Kultur und Tradition

Royal Opera House Muscat

Im Jahr 2001 beschloss der ehemalige Sultan, Qaboos ibn Said al Said  durch ein königliches Dekret den Bau eines Opernhauses in Omans Hauptstadt Muscat. Es sollte das erste arabische Opernhaus werden, das seinen Ursprung auch tatsächlich auf der arabischen Halbinsel hat. Im 19. Jahrhundert wurden bereits Opernhäuser in Kairo und Damaskus eröffnet. Diese entstanden allerdings unter britischer bzw. französischer Vorherrschaft, weshalb es sich hier um einen Kulturimport aus Europa handelte.

Die Londoner Architekten Wimberly Allison Tong and Goo wurden schließlich mit dem Bau des Opernhauses in Muscat beauftragt, dessen Bau im Jahr 2007 begann. Nach vier Jahren Bauzeit wurde das Royal Opera House Muscat, dessen Name in Anlehnung an das Royal Opera House in London entstand, im Herbst 2011 in einem kleinen Kreis geladener Gäste mit der Oper „Rigoletto“ von Verdi eröffnet. Mit der wenig später stattfindenden Aufführung von Puccinis „Turandot“ begann schließlich die erste Theatersaison. Heute überzeugt das Royal Opera House mit einem vielfältigen Programm, das neben Opern auch arabischen Jazz, Tango oder Vorstellungen für Kinder beinhaltet. Bei einem Besuch des Opernhauses tragen Omanis traditioneller Weise ihre nationale Tracht, während ausländische Gäste in Abendkleidung erscheinen.

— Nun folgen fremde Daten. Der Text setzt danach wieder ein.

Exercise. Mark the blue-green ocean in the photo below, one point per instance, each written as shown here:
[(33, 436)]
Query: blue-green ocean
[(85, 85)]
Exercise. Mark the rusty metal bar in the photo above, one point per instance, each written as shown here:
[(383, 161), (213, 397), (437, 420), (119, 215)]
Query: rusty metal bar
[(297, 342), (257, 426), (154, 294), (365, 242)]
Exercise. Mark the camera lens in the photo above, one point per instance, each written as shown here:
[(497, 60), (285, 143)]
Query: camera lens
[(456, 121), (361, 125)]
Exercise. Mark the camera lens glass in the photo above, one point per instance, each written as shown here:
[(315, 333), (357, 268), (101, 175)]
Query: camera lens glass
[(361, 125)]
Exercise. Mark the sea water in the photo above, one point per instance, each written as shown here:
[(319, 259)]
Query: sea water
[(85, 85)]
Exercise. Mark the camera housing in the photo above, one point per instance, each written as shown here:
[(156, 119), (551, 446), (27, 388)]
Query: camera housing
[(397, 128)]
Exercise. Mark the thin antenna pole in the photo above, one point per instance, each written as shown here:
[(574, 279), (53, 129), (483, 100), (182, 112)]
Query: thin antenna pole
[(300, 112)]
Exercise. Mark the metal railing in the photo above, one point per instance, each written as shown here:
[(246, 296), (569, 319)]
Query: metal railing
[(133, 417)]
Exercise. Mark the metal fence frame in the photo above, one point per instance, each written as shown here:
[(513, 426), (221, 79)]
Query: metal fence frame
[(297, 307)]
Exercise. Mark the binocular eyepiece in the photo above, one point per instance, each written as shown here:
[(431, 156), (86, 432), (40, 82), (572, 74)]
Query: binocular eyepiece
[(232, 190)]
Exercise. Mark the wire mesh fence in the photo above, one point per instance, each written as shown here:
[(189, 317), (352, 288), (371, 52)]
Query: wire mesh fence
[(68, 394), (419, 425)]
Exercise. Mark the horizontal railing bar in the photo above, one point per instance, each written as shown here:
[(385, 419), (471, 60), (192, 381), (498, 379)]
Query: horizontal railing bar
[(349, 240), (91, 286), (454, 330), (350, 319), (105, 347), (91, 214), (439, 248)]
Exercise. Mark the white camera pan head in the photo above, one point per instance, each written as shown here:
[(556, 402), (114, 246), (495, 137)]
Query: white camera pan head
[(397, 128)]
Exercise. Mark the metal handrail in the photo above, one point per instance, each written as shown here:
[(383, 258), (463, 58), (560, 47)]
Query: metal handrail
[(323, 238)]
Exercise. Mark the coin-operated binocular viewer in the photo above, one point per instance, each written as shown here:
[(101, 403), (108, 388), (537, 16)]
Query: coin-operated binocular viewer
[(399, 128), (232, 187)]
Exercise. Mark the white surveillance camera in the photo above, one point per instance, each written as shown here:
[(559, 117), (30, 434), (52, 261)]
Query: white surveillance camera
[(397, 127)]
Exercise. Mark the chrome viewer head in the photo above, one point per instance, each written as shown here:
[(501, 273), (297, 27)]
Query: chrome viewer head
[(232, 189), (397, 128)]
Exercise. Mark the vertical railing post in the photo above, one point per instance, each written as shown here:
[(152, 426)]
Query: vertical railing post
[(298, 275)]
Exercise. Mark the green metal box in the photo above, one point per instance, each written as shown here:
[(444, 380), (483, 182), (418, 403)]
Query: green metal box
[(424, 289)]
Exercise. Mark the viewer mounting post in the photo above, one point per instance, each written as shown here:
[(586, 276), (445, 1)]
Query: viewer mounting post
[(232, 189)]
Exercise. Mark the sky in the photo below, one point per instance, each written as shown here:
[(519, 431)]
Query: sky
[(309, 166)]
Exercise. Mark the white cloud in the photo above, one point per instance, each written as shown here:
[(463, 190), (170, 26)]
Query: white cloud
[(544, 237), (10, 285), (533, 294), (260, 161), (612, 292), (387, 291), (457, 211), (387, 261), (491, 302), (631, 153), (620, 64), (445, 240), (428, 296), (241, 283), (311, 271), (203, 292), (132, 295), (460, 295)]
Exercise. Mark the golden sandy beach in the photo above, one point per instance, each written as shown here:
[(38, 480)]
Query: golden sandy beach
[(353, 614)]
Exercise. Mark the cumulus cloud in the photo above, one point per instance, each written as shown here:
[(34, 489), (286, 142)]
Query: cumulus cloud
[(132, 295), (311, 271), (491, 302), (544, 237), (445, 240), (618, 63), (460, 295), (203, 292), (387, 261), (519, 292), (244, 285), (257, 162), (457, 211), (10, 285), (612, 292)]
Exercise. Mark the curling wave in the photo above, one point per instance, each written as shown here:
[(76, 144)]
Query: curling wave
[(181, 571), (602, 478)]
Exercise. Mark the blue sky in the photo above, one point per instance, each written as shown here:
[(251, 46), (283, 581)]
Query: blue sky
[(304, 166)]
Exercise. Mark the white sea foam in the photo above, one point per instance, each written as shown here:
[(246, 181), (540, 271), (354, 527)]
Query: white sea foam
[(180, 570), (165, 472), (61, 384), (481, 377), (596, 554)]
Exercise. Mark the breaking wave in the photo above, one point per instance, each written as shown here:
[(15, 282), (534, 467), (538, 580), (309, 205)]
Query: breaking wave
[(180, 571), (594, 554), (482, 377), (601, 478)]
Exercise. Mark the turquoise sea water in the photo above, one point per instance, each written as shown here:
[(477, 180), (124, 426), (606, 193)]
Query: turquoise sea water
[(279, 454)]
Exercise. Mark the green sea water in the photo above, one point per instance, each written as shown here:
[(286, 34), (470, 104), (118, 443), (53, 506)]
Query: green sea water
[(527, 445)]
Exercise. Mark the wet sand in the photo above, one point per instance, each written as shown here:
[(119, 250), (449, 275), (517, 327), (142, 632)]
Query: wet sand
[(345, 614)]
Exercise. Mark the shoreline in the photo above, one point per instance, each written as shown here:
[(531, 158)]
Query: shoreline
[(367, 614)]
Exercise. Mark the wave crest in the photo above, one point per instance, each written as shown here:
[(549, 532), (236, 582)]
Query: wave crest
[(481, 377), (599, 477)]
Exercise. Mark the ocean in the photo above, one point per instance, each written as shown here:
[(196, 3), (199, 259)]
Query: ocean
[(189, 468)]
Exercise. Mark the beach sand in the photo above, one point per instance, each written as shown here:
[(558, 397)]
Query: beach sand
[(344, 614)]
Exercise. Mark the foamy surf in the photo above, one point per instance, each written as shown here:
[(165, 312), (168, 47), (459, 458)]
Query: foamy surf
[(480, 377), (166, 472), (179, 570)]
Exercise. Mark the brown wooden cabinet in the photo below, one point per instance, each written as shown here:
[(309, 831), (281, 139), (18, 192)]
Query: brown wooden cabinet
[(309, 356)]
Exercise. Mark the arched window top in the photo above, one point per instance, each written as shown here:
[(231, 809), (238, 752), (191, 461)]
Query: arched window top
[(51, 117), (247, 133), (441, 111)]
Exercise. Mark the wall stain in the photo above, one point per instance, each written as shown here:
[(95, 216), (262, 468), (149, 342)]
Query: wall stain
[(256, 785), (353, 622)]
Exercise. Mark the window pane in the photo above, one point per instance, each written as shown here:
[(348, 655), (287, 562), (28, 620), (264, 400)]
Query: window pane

Das Opernhaus in Muscat befindet sich auf einem 80 Hektar großen Grundstück und wird von einem grünen Garten umgeben. Der moderne, omanische Baustil vereint verschiedene Traditionen in sich und lässt das prachtvolle Gebäude wie einen Palast aus Tausendundeiner Nacht wirken. Die Verkleidung der Fassade besteht aus rosafarbenem Kalkstein, der aus der Wüste des Landes stammt. Das Innere ist mit edlen Marmorböden ausgestattet und wird von echtem omanischem Kunsthandwerk geziert. Im Theaterraum, der in Rot- und Goldtönen gehalten ist, finden 1.100 Gäste Platz.